La docente contó que presentó ante el organismo educativo una denuncia por acoso laboral y abuso de autoridad y sostuvo que desde el comienzo de su gestión como vicedirectora tuvo una relación conflictiva con la directora de la institución: “Yo soy vicedirectora, ahora el 1 de septiembre estaría cumpliendo dos años en la función, pero desde el primer momento no fue buena la relación con la directora”, relató Loyola durante una entrevista con el programa La Última Rosca, emitido por Radio Up.

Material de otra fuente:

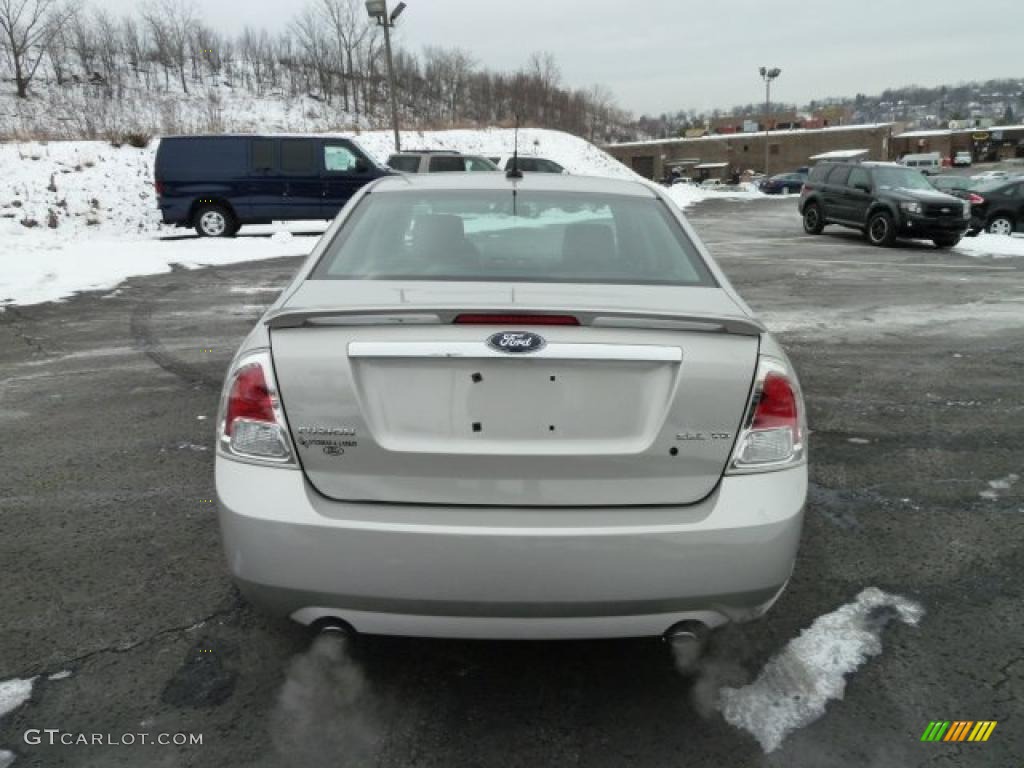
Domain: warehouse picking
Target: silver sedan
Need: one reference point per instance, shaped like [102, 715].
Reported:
[511, 408]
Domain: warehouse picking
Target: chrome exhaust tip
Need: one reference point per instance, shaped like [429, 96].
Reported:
[334, 626]
[687, 640]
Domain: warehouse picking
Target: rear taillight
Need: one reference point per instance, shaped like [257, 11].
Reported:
[774, 428]
[516, 320]
[252, 423]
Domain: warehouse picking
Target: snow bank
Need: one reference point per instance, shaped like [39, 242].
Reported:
[687, 195]
[995, 246]
[82, 215]
[75, 187]
[13, 693]
[37, 268]
[573, 154]
[795, 686]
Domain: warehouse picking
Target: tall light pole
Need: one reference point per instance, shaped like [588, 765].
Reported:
[768, 75]
[378, 9]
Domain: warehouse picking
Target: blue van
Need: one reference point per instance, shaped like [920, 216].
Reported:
[218, 183]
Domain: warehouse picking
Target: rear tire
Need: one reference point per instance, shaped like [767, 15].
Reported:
[813, 223]
[214, 221]
[1000, 225]
[881, 229]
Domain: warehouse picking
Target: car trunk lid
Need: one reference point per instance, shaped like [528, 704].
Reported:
[390, 400]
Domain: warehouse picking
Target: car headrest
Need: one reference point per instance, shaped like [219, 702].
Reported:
[438, 232]
[589, 244]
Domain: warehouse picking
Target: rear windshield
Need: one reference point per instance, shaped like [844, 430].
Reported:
[534, 237]
[900, 178]
[407, 163]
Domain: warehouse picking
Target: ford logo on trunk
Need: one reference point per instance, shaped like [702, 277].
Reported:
[516, 342]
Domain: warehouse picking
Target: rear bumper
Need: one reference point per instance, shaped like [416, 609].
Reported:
[174, 212]
[509, 572]
[922, 226]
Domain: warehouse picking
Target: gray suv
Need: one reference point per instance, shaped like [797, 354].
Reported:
[438, 162]
[885, 201]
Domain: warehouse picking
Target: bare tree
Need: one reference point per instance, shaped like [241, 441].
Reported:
[28, 27]
[311, 38]
[170, 24]
[349, 27]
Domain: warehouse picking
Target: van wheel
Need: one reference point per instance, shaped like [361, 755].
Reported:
[1000, 225]
[214, 221]
[881, 230]
[813, 223]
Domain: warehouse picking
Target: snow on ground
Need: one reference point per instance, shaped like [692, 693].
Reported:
[13, 693]
[38, 269]
[687, 195]
[795, 686]
[995, 246]
[82, 215]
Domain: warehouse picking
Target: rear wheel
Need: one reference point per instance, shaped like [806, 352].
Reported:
[214, 221]
[813, 223]
[1000, 225]
[881, 230]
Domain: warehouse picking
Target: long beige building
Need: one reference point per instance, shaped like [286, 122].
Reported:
[720, 156]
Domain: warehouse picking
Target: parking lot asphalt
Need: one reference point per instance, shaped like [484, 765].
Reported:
[911, 360]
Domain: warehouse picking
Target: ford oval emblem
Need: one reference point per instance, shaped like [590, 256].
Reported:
[516, 342]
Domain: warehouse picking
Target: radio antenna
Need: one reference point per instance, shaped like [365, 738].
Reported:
[513, 171]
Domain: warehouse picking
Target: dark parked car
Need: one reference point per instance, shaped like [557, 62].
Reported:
[998, 207]
[958, 186]
[783, 183]
[884, 201]
[218, 183]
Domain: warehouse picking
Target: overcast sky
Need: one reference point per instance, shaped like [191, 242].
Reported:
[662, 55]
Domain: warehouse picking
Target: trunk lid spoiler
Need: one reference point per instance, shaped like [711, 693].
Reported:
[286, 317]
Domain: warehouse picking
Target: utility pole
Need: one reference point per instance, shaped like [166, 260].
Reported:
[768, 75]
[378, 9]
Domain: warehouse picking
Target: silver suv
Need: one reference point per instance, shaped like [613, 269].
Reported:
[438, 162]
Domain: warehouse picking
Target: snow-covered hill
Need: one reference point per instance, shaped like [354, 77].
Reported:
[91, 187]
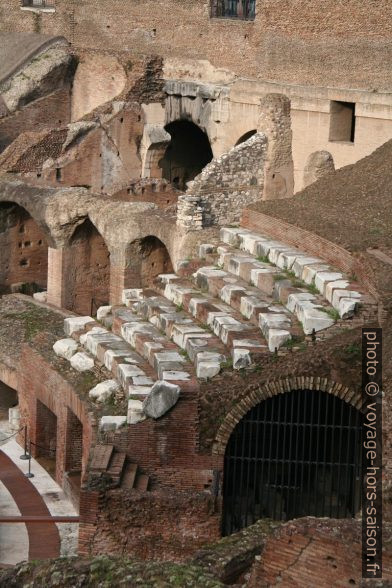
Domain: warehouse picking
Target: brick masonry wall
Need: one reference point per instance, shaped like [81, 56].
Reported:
[308, 552]
[227, 184]
[307, 41]
[158, 191]
[165, 525]
[23, 250]
[86, 271]
[313, 244]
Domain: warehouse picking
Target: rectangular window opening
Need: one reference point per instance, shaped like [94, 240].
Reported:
[40, 4]
[237, 9]
[342, 122]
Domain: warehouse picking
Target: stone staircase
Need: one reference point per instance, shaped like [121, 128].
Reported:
[242, 298]
[106, 461]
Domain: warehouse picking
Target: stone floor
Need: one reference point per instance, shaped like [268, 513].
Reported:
[35, 496]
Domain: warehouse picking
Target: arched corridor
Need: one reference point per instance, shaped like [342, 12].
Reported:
[187, 154]
[23, 251]
[246, 136]
[87, 270]
[295, 454]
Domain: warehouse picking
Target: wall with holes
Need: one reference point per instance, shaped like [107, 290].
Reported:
[23, 252]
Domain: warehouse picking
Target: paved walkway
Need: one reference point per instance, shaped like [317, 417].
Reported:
[44, 538]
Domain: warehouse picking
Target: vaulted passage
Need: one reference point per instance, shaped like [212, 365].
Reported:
[148, 258]
[186, 155]
[87, 271]
[23, 252]
[295, 454]
[45, 448]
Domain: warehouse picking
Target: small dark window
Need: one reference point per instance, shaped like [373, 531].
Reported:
[241, 9]
[342, 122]
[38, 3]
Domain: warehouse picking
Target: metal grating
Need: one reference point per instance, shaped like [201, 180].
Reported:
[295, 454]
[239, 9]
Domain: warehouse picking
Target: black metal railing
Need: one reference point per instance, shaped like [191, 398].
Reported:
[293, 455]
[240, 9]
[37, 3]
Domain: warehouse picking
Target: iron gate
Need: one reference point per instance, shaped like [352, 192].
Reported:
[295, 454]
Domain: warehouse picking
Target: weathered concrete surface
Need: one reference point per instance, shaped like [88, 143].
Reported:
[16, 49]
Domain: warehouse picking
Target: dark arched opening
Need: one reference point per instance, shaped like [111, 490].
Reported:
[187, 153]
[88, 271]
[246, 136]
[295, 454]
[23, 251]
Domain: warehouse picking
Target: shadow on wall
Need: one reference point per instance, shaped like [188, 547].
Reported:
[245, 137]
[87, 270]
[147, 259]
[187, 154]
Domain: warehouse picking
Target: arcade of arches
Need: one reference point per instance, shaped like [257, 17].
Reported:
[293, 455]
[186, 155]
[23, 251]
[88, 270]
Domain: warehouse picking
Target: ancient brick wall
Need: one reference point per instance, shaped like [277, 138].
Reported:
[227, 184]
[44, 398]
[275, 123]
[86, 271]
[164, 525]
[308, 41]
[51, 111]
[157, 191]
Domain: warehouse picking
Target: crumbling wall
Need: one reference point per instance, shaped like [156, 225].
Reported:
[225, 186]
[23, 251]
[102, 154]
[275, 123]
[309, 552]
[50, 111]
[318, 165]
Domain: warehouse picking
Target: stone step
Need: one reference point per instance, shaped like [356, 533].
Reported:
[129, 476]
[116, 465]
[212, 316]
[141, 482]
[309, 269]
[235, 315]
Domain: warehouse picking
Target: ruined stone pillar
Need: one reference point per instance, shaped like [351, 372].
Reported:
[56, 285]
[124, 273]
[275, 123]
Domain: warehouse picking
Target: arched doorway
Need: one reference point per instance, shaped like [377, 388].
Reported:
[186, 155]
[23, 251]
[246, 136]
[147, 259]
[294, 454]
[87, 270]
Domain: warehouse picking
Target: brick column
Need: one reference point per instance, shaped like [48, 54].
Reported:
[125, 268]
[56, 294]
[89, 509]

Según su testimonio, la situación habría tenido consecuencias en su bienestar emocional y psicológico: “Eso me llevó a afectar la salud a nivel emocional, psicológico, siempre había cosas en mi contra, siempre mirando lo que yo hacía”, afirmó.

La docente cuestionó especialmente que, pese a que ambas integrantes del equipo directivo están involucradas en un sumario administrativo, la medida de separación del cargo haya recaído únicamente sobre ella: “Me encuentro con esta resolución del Consejo General de Educación que decide separarme del cargo”, explicó. Y agregó: “Ambas estamos implicadas, ambas con sumario administrativo, donde se abre ahora el sumario administrativo, pero solo me separan a mí del cargo”.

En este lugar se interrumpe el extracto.